El baño del piso, al otro lado del pasillo, no era precisamente de lo más moderno, pero para El Cairo podía calificarse incluso de lujoso, se cerraba por dentro y tenía una ducha de teléfono que dejaba caer una lluvia de agua templada sobre un pilón que llegaba hasta la rodilla.

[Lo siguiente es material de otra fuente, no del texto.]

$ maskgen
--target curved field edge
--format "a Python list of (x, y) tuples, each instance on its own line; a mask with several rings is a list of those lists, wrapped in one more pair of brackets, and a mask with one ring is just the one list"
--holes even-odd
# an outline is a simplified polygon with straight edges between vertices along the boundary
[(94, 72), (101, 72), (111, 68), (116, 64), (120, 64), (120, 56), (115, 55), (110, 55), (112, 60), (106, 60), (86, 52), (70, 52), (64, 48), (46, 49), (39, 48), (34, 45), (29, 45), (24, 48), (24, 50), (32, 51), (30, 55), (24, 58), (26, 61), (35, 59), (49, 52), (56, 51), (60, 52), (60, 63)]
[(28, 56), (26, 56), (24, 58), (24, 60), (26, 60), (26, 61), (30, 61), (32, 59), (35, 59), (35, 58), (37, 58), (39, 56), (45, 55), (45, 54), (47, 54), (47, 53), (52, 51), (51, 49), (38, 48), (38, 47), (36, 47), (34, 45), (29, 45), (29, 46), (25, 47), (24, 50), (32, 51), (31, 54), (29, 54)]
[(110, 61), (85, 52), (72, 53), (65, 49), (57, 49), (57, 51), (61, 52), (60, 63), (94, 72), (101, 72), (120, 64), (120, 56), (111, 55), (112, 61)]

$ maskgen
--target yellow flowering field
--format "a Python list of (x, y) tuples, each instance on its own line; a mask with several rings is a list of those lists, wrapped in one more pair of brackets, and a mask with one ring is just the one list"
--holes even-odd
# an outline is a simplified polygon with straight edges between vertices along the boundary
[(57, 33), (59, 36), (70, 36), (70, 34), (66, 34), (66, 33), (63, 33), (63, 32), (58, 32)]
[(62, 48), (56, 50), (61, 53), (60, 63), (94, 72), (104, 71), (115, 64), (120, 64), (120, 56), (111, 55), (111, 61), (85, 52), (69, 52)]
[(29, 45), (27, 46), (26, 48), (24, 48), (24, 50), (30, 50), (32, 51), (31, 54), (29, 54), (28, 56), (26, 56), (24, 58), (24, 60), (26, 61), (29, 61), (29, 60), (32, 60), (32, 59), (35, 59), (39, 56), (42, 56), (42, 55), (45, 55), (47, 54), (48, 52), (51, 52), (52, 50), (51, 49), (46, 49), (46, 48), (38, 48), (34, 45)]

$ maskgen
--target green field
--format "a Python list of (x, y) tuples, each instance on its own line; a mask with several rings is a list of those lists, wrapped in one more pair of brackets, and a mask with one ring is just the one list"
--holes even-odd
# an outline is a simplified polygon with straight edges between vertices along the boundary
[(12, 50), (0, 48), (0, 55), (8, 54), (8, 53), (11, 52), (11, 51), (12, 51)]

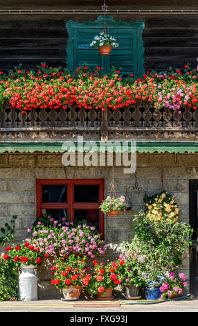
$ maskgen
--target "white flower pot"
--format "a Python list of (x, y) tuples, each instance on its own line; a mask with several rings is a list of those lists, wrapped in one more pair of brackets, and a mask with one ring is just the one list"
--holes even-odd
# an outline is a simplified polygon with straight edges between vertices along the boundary
[(19, 298), (24, 301), (38, 300), (37, 275), (34, 265), (21, 265), (21, 273), (19, 275)]

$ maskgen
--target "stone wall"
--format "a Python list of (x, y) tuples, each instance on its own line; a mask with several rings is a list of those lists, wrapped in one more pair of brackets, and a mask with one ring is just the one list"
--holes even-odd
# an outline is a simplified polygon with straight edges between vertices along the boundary
[[(162, 167), (163, 166), (163, 167)], [(175, 196), (179, 208), (179, 221), (188, 222), (188, 184), (190, 179), (198, 178), (198, 155), (196, 154), (138, 154), (137, 181), (147, 188), (149, 194), (161, 190), (161, 176), (165, 191)], [(19, 243), (27, 237), (26, 229), (36, 218), (36, 180), (37, 178), (104, 178), (105, 196), (109, 194), (112, 168), (65, 167), (62, 155), (57, 153), (0, 155), (0, 227), (17, 215), (14, 243)], [(124, 174), (121, 166), (114, 167), (116, 194), (125, 195), (125, 187), (135, 182), (134, 174)], [(143, 205), (143, 196), (134, 194), (132, 210), (120, 212), (118, 217), (105, 217), (105, 241), (111, 250), (103, 261), (114, 259), (119, 255), (123, 241), (130, 241), (132, 219)], [(186, 255), (181, 271), (189, 277), (189, 257)], [(38, 270), (39, 297), (60, 297), (48, 281), (51, 273), (44, 266)]]

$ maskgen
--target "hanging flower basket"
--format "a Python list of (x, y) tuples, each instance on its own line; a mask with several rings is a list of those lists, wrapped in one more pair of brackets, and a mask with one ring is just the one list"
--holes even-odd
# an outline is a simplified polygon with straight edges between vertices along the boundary
[(116, 211), (116, 210), (111, 210), (108, 212), (108, 216), (118, 216), (119, 215), (120, 210)]
[(111, 49), (116, 49), (118, 46), (116, 40), (113, 36), (109, 35), (105, 29), (100, 33), (98, 35), (95, 36), (90, 44), (90, 46), (93, 49), (98, 48), (100, 54), (102, 55), (109, 55)]
[(110, 46), (109, 45), (98, 46), (98, 50), (100, 55), (109, 55), (111, 50), (111, 46)]
[(108, 196), (108, 197), (103, 200), (100, 208), (103, 213), (109, 216), (117, 216), (119, 212), (124, 210), (125, 207), (125, 198), (123, 196), (118, 198)]

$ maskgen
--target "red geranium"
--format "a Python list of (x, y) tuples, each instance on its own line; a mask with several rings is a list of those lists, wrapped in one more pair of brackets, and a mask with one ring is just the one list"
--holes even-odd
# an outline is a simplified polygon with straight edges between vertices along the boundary
[(99, 286), (98, 288), (98, 291), (99, 293), (102, 293), (105, 291), (105, 289), (104, 289), (103, 286)]
[(38, 258), (36, 259), (36, 261), (37, 264), (40, 264), (42, 262), (42, 259), (39, 257)]

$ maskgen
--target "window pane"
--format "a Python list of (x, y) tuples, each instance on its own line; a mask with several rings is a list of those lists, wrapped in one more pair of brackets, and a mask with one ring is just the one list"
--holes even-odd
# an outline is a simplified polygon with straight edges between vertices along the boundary
[(99, 203), (99, 185), (75, 185), (74, 203)]
[(98, 209), (75, 209), (74, 219), (78, 221), (86, 220), (89, 224), (95, 226), (96, 232), (99, 232)]
[(43, 203), (66, 203), (67, 185), (43, 185)]
[(54, 220), (60, 220), (62, 217), (65, 217), (67, 214), (67, 210), (64, 208), (61, 209), (42, 209), (42, 214), (46, 214), (47, 216), (51, 216)]

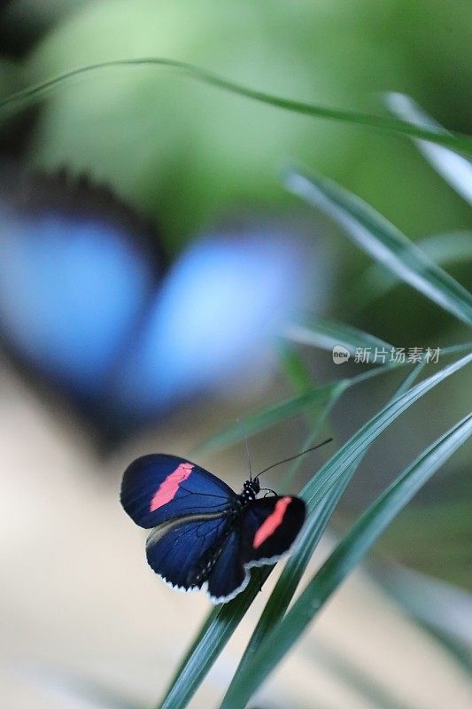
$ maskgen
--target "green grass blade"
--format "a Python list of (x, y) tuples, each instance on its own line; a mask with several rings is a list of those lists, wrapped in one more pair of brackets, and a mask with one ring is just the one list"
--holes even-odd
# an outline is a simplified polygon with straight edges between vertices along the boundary
[(321, 175), (290, 170), (285, 181), (292, 192), (341, 224), (377, 262), (463, 323), (472, 324), (472, 295), (366, 202)]
[(391, 345), (375, 335), (328, 317), (313, 317), (306, 323), (291, 324), (285, 329), (283, 335), (293, 342), (329, 351), (335, 345), (342, 345), (351, 354), (354, 354), (358, 347), (392, 349)]
[(429, 446), (368, 508), (313, 577), (285, 618), (267, 635), (246, 672), (228, 693), (221, 709), (244, 709), (388, 525), (471, 434), (472, 414), (469, 414)]
[(188, 705), (258, 595), (259, 581), (264, 583), (273, 568), (261, 568), (260, 578), (254, 575), (244, 593), (210, 612), (157, 709), (182, 709)]
[[(392, 113), (398, 118), (431, 130), (444, 128), (409, 96), (398, 93), (386, 95), (386, 103)], [(415, 141), (416, 145), (434, 169), (460, 195), (472, 205), (472, 162), (442, 145), (433, 145), (423, 140)]]
[[(472, 261), (472, 231), (451, 231), (433, 234), (414, 242), (418, 248), (438, 266)], [(356, 307), (364, 308), (373, 298), (380, 298), (398, 283), (397, 277), (377, 263), (360, 276), (352, 294)]]
[(349, 440), (339, 448), (318, 473), (306, 485), (302, 495), (309, 509), (313, 509), (328, 490), (344, 474), (368, 447), (396, 420), (400, 414), (409, 409), (418, 399), (424, 396), (440, 382), (472, 362), (472, 354), (448, 364), (436, 374), (423, 379), (420, 384), (398, 396), (384, 409), (379, 411), (367, 424), (361, 426)]
[[(464, 342), (460, 345), (453, 345), (450, 347), (441, 349), (441, 357), (449, 354), (460, 354), (472, 349), (472, 342)], [(201, 454), (203, 452), (215, 450), (244, 440), (246, 435), (260, 432), (275, 424), (284, 421), (286, 418), (303, 413), (305, 410), (314, 409), (321, 403), (325, 407), (334, 406), (337, 399), (351, 386), (361, 384), (368, 379), (383, 376), (392, 370), (399, 367), (406, 367), (411, 362), (388, 362), (382, 366), (375, 367), (372, 370), (364, 371), (355, 377), (340, 379), (337, 382), (327, 384), (319, 389), (313, 389), (312, 393), (307, 392), (304, 394), (291, 397), (283, 401), (279, 401), (265, 407), (255, 414), (249, 415), (243, 422), (236, 421), (226, 426), (222, 431), (210, 436), (202, 444), (197, 446), (193, 453)], [(324, 410), (324, 409), (323, 409)]]
[(296, 113), (312, 116), (313, 118), (325, 118), (331, 121), (340, 121), (347, 123), (358, 124), (360, 126), (375, 129), (388, 133), (409, 136), (410, 137), (429, 140), (439, 145), (446, 145), (453, 150), (472, 155), (472, 137), (461, 133), (453, 133), (437, 129), (422, 128), (414, 123), (408, 123), (406, 121), (393, 118), (391, 116), (377, 116), (370, 113), (363, 113), (359, 111), (345, 111), (338, 108), (317, 105), (303, 101), (293, 101), (279, 96), (265, 93), (250, 89), (241, 84), (229, 82), (221, 76), (218, 76), (212, 72), (193, 66), (190, 64), (178, 61), (176, 59), (167, 59), (160, 57), (143, 57), (133, 59), (116, 59), (114, 61), (104, 61), (98, 64), (90, 64), (86, 66), (79, 66), (75, 69), (61, 74), (51, 79), (47, 79), (41, 83), (35, 84), (24, 90), (18, 91), (0, 101), (0, 115), (8, 117), (15, 111), (27, 106), (35, 100), (43, 97), (47, 93), (58, 88), (70, 79), (86, 74), (95, 73), (107, 69), (116, 69), (119, 67), (136, 67), (136, 66), (166, 66), (176, 69), (181, 73), (199, 82), (215, 86), (233, 94), (250, 98), (267, 105), (280, 108), (284, 111), (291, 111)]
[[(380, 421), (377, 417), (369, 422), (371, 428), (368, 428), (367, 432), (365, 431), (366, 426), (360, 429), (360, 432), (364, 432), (362, 435), (358, 436), (360, 440), (356, 439), (355, 436), (352, 437), (352, 439), (338, 451), (338, 454), (333, 456), (331, 461), (335, 461), (334, 464), (330, 465), (329, 464), (331, 461), (329, 461), (329, 464), (325, 464), (321, 469), (315, 478), (306, 486), (303, 495), (305, 499), (308, 500), (310, 509), (313, 510), (316, 504), (321, 502), (322, 496), (319, 495), (319, 490), (315, 485), (321, 471), (324, 471), (323, 482), (326, 490), (329, 490), (343, 473), (345, 472), (349, 464), (356, 463), (357, 458), (363, 453), (368, 446), (407, 409), (408, 406), (436, 385), (439, 384), (439, 382), (446, 378), (446, 377), (457, 371), (471, 361), (472, 354), (451, 363), (429, 379), (414, 386), (403, 396), (396, 398), (395, 401), (390, 406), (387, 406), (383, 411), (381, 412), (383, 414), (383, 417)], [(393, 407), (393, 409), (391, 407)], [(346, 450), (350, 444), (355, 451), (355, 455), (351, 456), (351, 457)], [(350, 461), (347, 464), (346, 460)], [(313, 487), (315, 488), (314, 490), (313, 489)], [(308, 530), (306, 530), (306, 534), (308, 534)], [(267, 579), (271, 570), (270, 567), (264, 567), (260, 570), (263, 581)], [(190, 650), (188, 651), (180, 669), (171, 683), (166, 697), (159, 705), (159, 709), (182, 709), (187, 705), (203, 682), (216, 658), (223, 650), (239, 621), (255, 598), (258, 591), (259, 580), (251, 579), (251, 583), (244, 594), (240, 594), (229, 604), (222, 607), (219, 606), (210, 612), (202, 631), (192, 643)]]
[[(417, 364), (414, 369), (408, 372), (405, 379), (398, 387), (393, 396), (391, 398), (391, 402), (396, 398), (406, 392), (413, 382), (418, 377), (425, 365), (422, 362)], [(308, 448), (312, 444), (309, 440), (304, 448)], [(303, 537), (297, 544), (297, 549), (290, 557), (287, 564), (280, 579), (278, 580), (274, 591), (268, 599), (264, 611), (260, 616), (258, 625), (249, 643), (244, 651), (244, 654), (239, 663), (237, 670), (235, 674), (233, 681), (229, 686), (228, 692), (231, 691), (232, 685), (237, 682), (237, 677), (245, 671), (245, 667), (249, 662), (251, 661), (252, 655), (260, 645), (264, 637), (282, 619), (289, 604), (297, 590), (298, 583), (305, 573), (308, 562), (312, 557), (318, 543), (328, 526), (331, 514), (334, 511), (337, 503), (341, 499), (347, 485), (352, 479), (356, 472), (362, 456), (359, 457), (355, 463), (351, 465), (341, 479), (333, 485), (330, 490), (328, 491), (321, 502), (316, 507), (313, 513), (313, 521), (307, 526), (304, 532)]]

Raja disfrutó con el agua a presión que caía sobre sus hombros pese a que olía a azufre, cloro y alguna otra sustancia. Al menos bastaba para quitarse el polvo, la suciedad y el sudor del miedo acumulados durante tres semanas. Después de frotarse el cuerpo de pies a cabeza repitió la operación y posiblemente lo hubiera hecho una tercera vez de no ser por unos fuertes golpes en la puerta del cuarto que la avisaron de que debía darse prisa. Al fin y al cabo era por la mañana y media docena de huéspedes compartían el cuarto de baño.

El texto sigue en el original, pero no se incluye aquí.